Will be there again tomorrow by 7am....hope to be on the course by 8 at the latest. Shooting the Safari side. I hear there are turkeys, and the Alien is gone. 

First time I have shot this.


----------



## Pettel03 (Feb 27, 2007)

Yeah, the alien was gone last year. I was talking to an older gentleman that helps put this on and he said that the one year a piece of it go damaged, and made it harder to put together. So they just stopped using it.


----------



## Garceau (Sep 3, 2010)

I didnt shoot well today at all. I never could settle down, just felt like I was fighting everything all the time. Just never made more than a couple good shots in a row.

I still cleared the 1000 point barrier but I should have been much higher.

My buddy ended up with 1125 or something. he shot well two days in a row.


----------



## bishjr (Aug 1, 2008)

Anyone have pictures? Wish I wasn't out of town working...


----------



## Garceau (Sep 3, 2010)

I will get some up - I didnt take many. Was alot of people waiting and didnt want to hold anyone up.


----------



## SET THE HOOK (Dec 30, 2004)

bishjr said:


> Anyone have pictures? Wish I wasn't out of town working...


12Ring has a ton! he is going to post, i crashed and burned on the last 4 targets..so i didnt to well, 12Ring shot 43 up on the African side today


----------



## 12-RING SHOOTER (Jul 27, 2010)

here we go, some may not post due to large in size and can't resize... , but i have a ton!!!


----------



## 12-RING SHOOTER (Jul 27, 2010)

Garceau, you recognize us behind you?


----------



## 12-RING SHOOTER (Jul 27, 2010)

more coming in a little bit guys.


----------



## 12-RING SHOOTER (Jul 27, 2010)

almost the last of em


----------



## 12-RING SHOOTER (Jul 27, 2010)

the BAT!


----------



## 12-RING SHOOTER (Jul 27, 2010)

so, i was 50 up, then i shot a five and two 8's on the final 5 targets, so i ended up 43 up, it was fun!! hopefully in it next year!


----------



## Booner Chaser (Jun 10, 2011)

That guy who won the iron buck challenge was tearing it up out there. Did you guys see he also got the lifesaver on the gator and I was there when he shot at the flamingo and you couldn't have slid a playing card between his arrow and the lifesaver on his first shot. I also believe he was in the top 7 of the mens open unlimited with a bowtech destroyer 350. Pretty funny to me that bowtech was tearing it up with mathews being made just down the road. :darkbeer: Also, did anyone else see Joel Maxfield? I could have swore I saw his name on the scores and pretty sure he did the iron buck which I think he lives in sparta so it wouldn't surprise me but I kind of would've liked to talk with him.


----------



## Garceau (Sep 3, 2010)

12-RING SHOOTER said:


> Garceau, you recognize us behind you?


Why didnt you introduce your self?

I could never get into a groove on Sunday it was getting pretty frustrating that on even the close ones I couldnt settle into the 12 ring very well. I just set that bow up and I may need to do a little tweaking, who knows. I was pretty sick in the morning but felt better soon enough I should have bounced back without an issue.
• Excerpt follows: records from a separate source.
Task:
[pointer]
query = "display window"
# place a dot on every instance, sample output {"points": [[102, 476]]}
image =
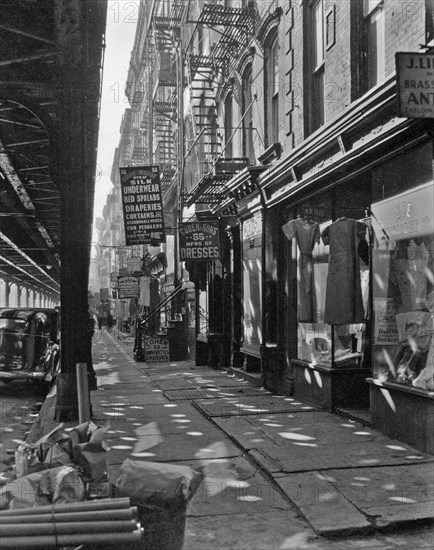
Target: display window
{"points": [[403, 288], [252, 281], [330, 241]]}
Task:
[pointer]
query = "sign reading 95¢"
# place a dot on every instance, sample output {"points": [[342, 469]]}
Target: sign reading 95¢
{"points": [[199, 241]]}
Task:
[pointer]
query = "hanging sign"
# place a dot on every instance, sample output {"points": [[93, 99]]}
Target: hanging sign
{"points": [[134, 264], [142, 204], [128, 286], [415, 78], [103, 294], [199, 241], [156, 350]]}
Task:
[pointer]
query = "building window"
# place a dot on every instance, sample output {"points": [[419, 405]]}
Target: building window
{"points": [[272, 89], [228, 126], [317, 37], [247, 114], [373, 13]]}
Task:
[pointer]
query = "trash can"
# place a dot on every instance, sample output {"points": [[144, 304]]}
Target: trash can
{"points": [[161, 493]]}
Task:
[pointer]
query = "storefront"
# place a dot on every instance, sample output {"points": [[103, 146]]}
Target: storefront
{"points": [[353, 283]]}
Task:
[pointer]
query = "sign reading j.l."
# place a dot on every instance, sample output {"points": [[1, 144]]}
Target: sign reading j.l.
{"points": [[142, 204], [415, 76], [128, 286], [199, 241]]}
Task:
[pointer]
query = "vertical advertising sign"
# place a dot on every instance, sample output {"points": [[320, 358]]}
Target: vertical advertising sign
{"points": [[142, 204], [199, 241], [415, 79]]}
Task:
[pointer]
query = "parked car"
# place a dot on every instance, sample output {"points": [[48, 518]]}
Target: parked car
{"points": [[29, 344]]}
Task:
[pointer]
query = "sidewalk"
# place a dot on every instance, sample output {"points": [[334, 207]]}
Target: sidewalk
{"points": [[279, 473]]}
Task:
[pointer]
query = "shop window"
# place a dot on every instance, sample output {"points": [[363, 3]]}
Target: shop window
{"points": [[332, 262], [373, 13], [251, 284], [403, 288], [316, 70], [272, 91], [247, 113]]}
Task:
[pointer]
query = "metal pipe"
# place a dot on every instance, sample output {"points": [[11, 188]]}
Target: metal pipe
{"points": [[83, 393]]}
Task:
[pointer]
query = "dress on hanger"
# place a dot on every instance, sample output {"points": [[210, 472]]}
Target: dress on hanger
{"points": [[307, 234], [344, 303]]}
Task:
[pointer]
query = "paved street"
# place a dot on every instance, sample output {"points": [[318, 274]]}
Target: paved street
{"points": [[160, 413], [20, 402]]}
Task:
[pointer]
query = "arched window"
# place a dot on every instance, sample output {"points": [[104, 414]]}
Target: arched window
{"points": [[247, 113], [229, 117], [271, 95]]}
Just one of them days I guess.....I thought the Safari course was easy enough. But I have been inconsistent a few weekends this year. Alot of it has to do with not shooting competitively since 99 but I should be out of that by now....oh well.
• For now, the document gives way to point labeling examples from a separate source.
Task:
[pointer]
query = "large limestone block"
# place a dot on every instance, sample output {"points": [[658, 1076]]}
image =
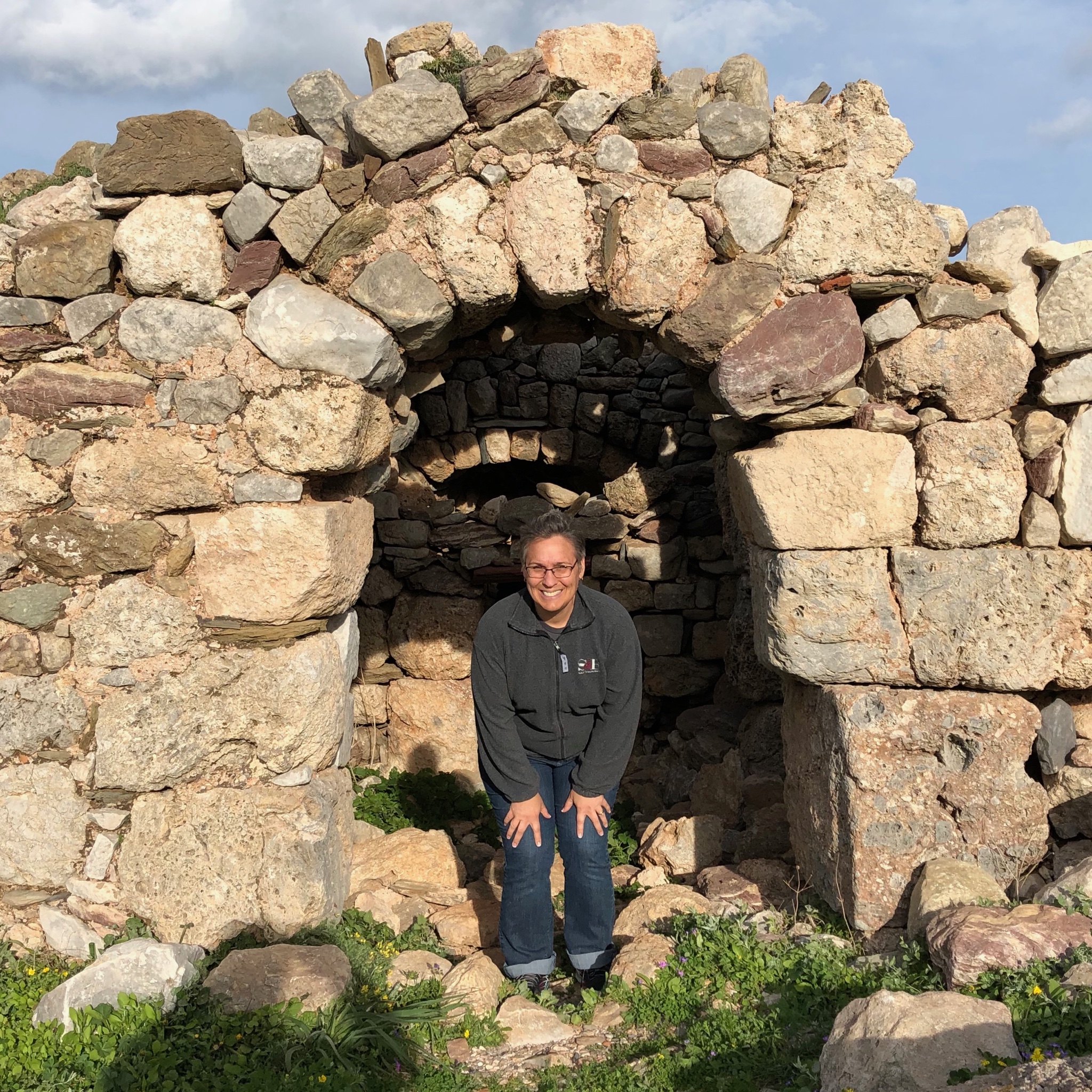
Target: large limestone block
{"points": [[300, 326], [660, 255], [43, 823], [617, 60], [551, 233], [279, 565], [972, 372], [481, 272], [431, 636], [431, 726], [862, 224], [184, 152], [829, 616], [319, 429], [172, 246], [219, 862], [997, 619], [146, 471], [826, 489], [793, 358], [879, 781], [895, 1042], [971, 484]]}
Joel Maxfield was there. He shot real well and will be in the top couple for sure.

I know of one 1106 and one 1125 for the weekend personally.


----------



## upnorth (Feb 24, 2004)

we ended up with with 4 guys over 1100 . when we left my top guy had 1134 and i had 1130 . he shot a 578 on the american side to catch me . were were in 1st and 2nd for adults when we left and had 5 guys in the top ten. i blew it only had 3 8s out of a hundred but missed a bunch of 12s on short targets . my top guy shot 1 8 in 100 targets . my one shooter was on fire i shot aganst him on sat .on the african coarse he hit 38 12s for a 572 beating my 564 . thing is he just turned 66 . ive have a lot of time in these guys in the range and it feels pretty good when i see them shoot like they do .was a real nice shoot and we allready reserved a camping spot for next year .was pretty good leon valley said we could reserve our spot even when we told them we didnt know the date .


----------



## conquest (Mar 3, 2003)

It was a blast. I couldn't settle in the 12 also. I left a lot of them out there. Will be there both days next year. Joel was there.


----------



## conquest (Mar 3, 2003)

Garceau, I didn't realize but I was warming up next to you guys. I was the group after 12 ring


----------



## 12-RING SHOOTER (Jul 27, 2010)

the Strothers gang definitely had a cool display of bows, and shirts!


----------



## Garceau (Sep 3, 2010)

conquest said:


> Garceau, I didn't realize but I was warming up next to you guys. I was the group after 12 ring


I think you were the group that caught my ear one time. I heard my good friends name mentioned...well two of them actually. Eric Reumann and Melio - they went to that money shoot. Eric was going to shoot with us this weekend but went there to win some cash to head to the ASA even this coming weekend. I have to give him crap for coming in third....LOL


----------



## upnorth (Feb 24, 2004)

forgot to say something about my traditional shooter . he had the booth there that was selling the pictures . he finished 4th i the ibo worlds a couple a weeks ago . and at the r100 on his first 50 he was almost a 100 over the field not positive but i think he had a 474 not bad for a stick bow .


----------



## SET THE HOOK (Dec 30, 2004)

upnorth said:


> forgot to say something about my traditional shooter . he had the booth there that was selling the pictures . he finished 4th i the ibo worlds a couple a weeks ago . and at the r100 on his first 50 he was almost a 100 over the field not positive but i think he had a 474 not bad for a stick bow .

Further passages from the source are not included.